Lo inimputable, además,  de esa noche fue el exceso de helado que había por doquier, cuando me asomé al mástil central de la placita vislumbré cerca de cinco cajas de diferentes gustos, ¡Epa, que me entusiasmé! Jamás había gozado de tanta licencia para comer esa delicia que es el helado, y sobre todo el helado que uno no pagó. Para el caso daba lo mismo de quien era, pues nadie preguntó respecto su procedencia, transformándonos uno a uno en cómplices de lo que se desencadenaría después.

Era otro día ya, amanecíamos casi todos los días a eso de las 11 am. en casa de mi abuela. Empezaba el día, recuerdo esto con tanta emoción, sentada junto a mis primas, que eran muchas, en la mesa de mármol situada fuera de casa, entre dos grandes paraísos que daban una sombra casi circular cubriendo la mesa. Era tan reconfortable desayunar allí; llegaba Dorotea, gran amiga de mi abuela y la más leal de las señoras del pueblo, con su jarra siempre llena de té, que dejaba caer en las grandes tazas vidriadas de color marrón medio cobrizo. El té no me gustaba mientras vivía en la ciudad, me parecía sumamente aburrido, pero en aquel lugar todo tomaba otro sabor, y yo disfrutaba de esa infusión en demasía, que acompañado por los enormes criollos con manteca y dulce hacían de mis desayunos los momentos más inspiradores del día. Pero aquella mañana de verano tomó un extraño color.
Levantada ya y pasada mi primera hora de introspección en al que sólo hablaba conmigo misma, me acerqué al resto de la familia que se había congregado en el quincho, inquieta por cierto murmullo indómito que invocaba al gentío. Pregunté qué estaba sucediendo y con mis diez años y poca autoridad no obtuve respuesta alguna, pero mi intuición, aunque incipiente, ya era de lo  más fuerte y poderosa como para prever lo turbio de un asunto que sobrevolaba por las narices fruncidas de los tíos allí reunidos.
El caso es que el helado disfrutado, gozado, comido en cantidades siderales como jamás volvería a ser en mi vida, no era nuestro.
Como tampoco la sandía que mencioné y que con atrevimiento y hambre devoramos una madrugada.
Tampoco eran nuestras las uvas, ni los tomates, ni los choclos, ni los zapallitos que juntábamos con tanta impunidad por los campos de alrededor. Pero ¿saben qué? Nunca comí un helado con tanta felicidad.
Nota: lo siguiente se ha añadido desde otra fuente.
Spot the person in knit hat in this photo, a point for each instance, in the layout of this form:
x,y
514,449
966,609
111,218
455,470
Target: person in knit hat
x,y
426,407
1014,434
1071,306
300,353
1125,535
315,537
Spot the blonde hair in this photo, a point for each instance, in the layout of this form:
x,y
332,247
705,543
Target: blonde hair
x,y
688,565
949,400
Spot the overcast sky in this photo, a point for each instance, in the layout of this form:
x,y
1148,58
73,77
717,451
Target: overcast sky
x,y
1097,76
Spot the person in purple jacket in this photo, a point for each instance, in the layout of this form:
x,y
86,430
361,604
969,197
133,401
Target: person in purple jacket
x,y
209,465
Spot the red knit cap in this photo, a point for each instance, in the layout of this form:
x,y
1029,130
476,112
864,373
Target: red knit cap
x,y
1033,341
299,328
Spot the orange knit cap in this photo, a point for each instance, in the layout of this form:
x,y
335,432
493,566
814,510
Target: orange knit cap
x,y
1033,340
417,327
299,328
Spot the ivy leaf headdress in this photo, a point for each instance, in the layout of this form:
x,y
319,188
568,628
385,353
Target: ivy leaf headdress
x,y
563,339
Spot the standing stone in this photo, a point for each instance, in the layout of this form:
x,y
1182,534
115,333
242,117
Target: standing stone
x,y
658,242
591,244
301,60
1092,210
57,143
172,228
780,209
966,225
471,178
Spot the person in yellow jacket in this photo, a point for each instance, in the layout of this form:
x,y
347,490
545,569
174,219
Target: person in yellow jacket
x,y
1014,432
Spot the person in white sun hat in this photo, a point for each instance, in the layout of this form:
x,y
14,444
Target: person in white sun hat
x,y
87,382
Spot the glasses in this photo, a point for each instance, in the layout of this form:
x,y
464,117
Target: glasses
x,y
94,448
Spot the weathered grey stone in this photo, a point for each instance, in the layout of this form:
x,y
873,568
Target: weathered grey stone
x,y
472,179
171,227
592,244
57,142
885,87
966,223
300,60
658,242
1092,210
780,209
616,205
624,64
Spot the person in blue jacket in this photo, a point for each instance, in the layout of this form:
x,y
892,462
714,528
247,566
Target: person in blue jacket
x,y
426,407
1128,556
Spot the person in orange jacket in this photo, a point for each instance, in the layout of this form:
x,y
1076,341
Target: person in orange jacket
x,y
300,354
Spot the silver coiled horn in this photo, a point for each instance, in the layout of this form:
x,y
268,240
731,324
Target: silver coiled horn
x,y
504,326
Creo que era la felicidad de saber estar haciendo lo prohibido, pero escudada en la supuesta ignorancia de su procedencia.
Sucedió que esos helados pertenecían  a la primera heladería del pueblo, que consistía en cuatro paredes con una superficie de dos por dos, y puerta mitad madera, mitad aire…  suficiente para tentar a un grupo de niños veraneantes a transgredir ese espacio de aire, y con él la ley.
                     Con diez años y ya al margen de la ley. Ese es mi secreto. Mi mancha. Mi pasado condenado.
                    Oh, quería yo llevar un prontuario impoluto, no pudo ser.
 Algo similar a lo de la vieja que fue asustada por los mocosos, como conté al comienzo de este relato, sucedió con los helados. Sólo que  la invisibilidad de la dueña cuidando sus ricuras facilitó el camino a los pequeños ladronzuelos.  Pues, solo había mocosos jugando con la ley sin conocerla.
Mi reflexión al respecto es la siguiente. Si hubiera seguido mi pálpito hubiera dicho que no, y no hubiese sido cómplice del delito cometido por la pura gula. Pero justamente sucedió eso, me deje llevar por el instinto y dije que sí, comí y comí sin parar de cuanto pote de helado caía sobre mis manos, sin pensar siquiera un segundo sobre el hecho misterioso de que pudiera haber tanto en poder de niños.
La gente dice que de lo único que se arrepiente es de no haber hecho ciertas cosas, yo disiento absolutamente con ese pensamiento. Yo de lo que no me arrepiento es de los no. Los sí… dejan mucho que desear.

Entonces revuelvo en mi conciencia al respecto y veo que los no que dije me trajeron paz. Aprender a decir no es el gran desafío de la humanidad temprana, eso me preparará para una adultez sensata pienso. Mientras… me lleno de sí equivocados.